Over time, Medicaid nursing home census grew and private pay census declined, as fewer people could afford the higher private pay rates and Medicaid eligibility became easier and easier to obtain.

A new practice of law--Medicaid estate planning--evolved to impoverish people artificially so they could qualify for Medicaid without spending down.

But the average person in terms of income and assets could qualify for Medicaid even without such legal machinations because of the program's generous eligibility criteria.

With supply and price capped and eligibility easier and easier to obtain, nursing homes could fill their beds by accepting Medicaid's low rates no matter what quality of care they offered.

Thus arose the access and quality problems that led to heavy government regulation of nursing facilities.

Today, nursing homes are caught between the rock of inadequate reimbursement and the hard place of quality regulation.

Or, as industry executives expressed it once: the government expects Ritz Carlton care for Motel 6 rates while imposing a regulatory Jihad.

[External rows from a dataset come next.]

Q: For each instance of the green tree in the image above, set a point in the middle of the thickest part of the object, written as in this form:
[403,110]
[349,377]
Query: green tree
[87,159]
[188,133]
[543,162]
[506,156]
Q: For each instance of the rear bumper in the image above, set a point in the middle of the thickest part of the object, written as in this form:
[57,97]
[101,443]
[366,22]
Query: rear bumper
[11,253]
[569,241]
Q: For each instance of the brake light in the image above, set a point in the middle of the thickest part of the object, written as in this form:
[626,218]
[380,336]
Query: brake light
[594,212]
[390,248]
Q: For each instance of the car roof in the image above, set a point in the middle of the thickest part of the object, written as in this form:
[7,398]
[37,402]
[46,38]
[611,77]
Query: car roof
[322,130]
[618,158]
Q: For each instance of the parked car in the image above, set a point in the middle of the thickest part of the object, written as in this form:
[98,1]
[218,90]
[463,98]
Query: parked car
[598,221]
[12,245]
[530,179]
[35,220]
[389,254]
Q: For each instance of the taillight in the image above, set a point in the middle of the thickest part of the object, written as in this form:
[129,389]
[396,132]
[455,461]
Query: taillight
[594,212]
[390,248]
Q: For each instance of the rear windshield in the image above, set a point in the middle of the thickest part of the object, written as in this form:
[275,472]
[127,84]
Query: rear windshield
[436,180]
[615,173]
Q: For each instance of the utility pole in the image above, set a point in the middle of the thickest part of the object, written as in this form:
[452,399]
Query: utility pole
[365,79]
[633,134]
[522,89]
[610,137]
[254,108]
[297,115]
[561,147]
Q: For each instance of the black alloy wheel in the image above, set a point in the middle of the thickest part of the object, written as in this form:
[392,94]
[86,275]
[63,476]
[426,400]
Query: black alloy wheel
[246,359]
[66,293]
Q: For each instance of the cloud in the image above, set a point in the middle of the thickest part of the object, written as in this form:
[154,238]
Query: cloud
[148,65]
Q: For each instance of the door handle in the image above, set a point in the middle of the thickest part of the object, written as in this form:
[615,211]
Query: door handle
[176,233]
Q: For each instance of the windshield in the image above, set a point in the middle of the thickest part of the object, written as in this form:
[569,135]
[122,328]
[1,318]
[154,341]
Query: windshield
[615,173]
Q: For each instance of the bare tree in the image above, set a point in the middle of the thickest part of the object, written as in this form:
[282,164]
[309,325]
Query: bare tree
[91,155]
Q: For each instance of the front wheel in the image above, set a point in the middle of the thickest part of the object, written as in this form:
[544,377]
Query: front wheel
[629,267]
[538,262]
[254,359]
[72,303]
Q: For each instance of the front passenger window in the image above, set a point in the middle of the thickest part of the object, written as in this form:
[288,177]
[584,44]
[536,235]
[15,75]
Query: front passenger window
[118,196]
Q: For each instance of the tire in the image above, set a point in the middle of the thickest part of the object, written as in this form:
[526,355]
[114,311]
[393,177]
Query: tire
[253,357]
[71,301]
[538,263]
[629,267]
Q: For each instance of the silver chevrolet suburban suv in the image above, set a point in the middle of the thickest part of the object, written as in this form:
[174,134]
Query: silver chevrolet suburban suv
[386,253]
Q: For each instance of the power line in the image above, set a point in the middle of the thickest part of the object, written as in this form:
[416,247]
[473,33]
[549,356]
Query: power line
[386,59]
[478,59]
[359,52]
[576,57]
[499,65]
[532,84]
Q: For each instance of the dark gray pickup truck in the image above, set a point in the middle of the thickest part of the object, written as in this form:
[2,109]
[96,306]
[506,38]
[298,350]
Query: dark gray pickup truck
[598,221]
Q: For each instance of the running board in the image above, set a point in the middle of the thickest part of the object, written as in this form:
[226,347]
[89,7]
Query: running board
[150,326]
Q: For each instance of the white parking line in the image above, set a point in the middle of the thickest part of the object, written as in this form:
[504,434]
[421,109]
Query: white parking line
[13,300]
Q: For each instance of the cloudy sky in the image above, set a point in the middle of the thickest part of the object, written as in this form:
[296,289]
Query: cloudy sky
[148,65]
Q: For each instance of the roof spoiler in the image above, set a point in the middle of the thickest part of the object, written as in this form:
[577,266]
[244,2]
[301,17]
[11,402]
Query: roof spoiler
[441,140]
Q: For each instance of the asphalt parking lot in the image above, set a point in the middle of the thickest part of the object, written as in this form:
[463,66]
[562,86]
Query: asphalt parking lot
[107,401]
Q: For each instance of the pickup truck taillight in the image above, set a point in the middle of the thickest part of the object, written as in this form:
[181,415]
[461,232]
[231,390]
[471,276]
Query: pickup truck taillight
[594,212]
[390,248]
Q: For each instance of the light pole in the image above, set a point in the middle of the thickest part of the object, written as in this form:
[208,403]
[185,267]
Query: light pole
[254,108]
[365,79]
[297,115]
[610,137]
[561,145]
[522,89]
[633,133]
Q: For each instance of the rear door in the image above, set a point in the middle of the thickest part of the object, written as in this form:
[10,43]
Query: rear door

In the meantime, both Medicaid and Medicare have played a growing role in financing home care, which most people prefer, but which those programs cannot afford.

The end result is that the public has been anesthetized to the risk of long-term care even as state and federal coffers have been emptied by government's efforts to help.

It's the same old story: good intentions led to unforeseen consequences.

Well, that brings us to the most important question to ask: who WILL pay for long-term care in the future?

Certainly not government. That well is dry. No one is so na´ve anymore as to expect a new publicly financed long-term care system to come along.

More and more, the hard reality is true: if you want access to quality long-term care at home or in the community, you must be able to pay privately for it.

As publicly financed long-term care continues to deteriorate, more and more people will turn to their home equity as the only way to pay for acceptable care.

80 percent of seniors own their homes and 73 percent of those own them free and clear. Nearly $2 trillion is available and easily accessible through home equity conversion, while still retaining use of the home.

As soon as the only choice is "languish in welfare-financed long-term care or spend down your home equity to get quality care," more people will turn to private insurance as a viable alternative.

With more people insured and paying privately at market rates, care choices and quality will improve for everyone, rich and poor alike.

With fewer people dependent on Medicaid, the welfare program will be better able to provide a wider range of higher quality care to the genuinely needy.

We will get to that point by default simply by staying on the current course, but many people will be hurt.

Or, we can remove the perverse incentives in public policy that currently trap people in nursing homes on Medicaid.

The single most important step to take is to stop using Medicaid as inheritance insurance for the baby boom generation.

We need to tighten eligibility, require spend down of illiquid home equity as a condition of eligibility, and enforce estate recovery requirements.

When the choice is "pay me now or pay me later," as in the old Fram oil filter commercial, most people will save, invest or insure for long-term care and everyone will be better off.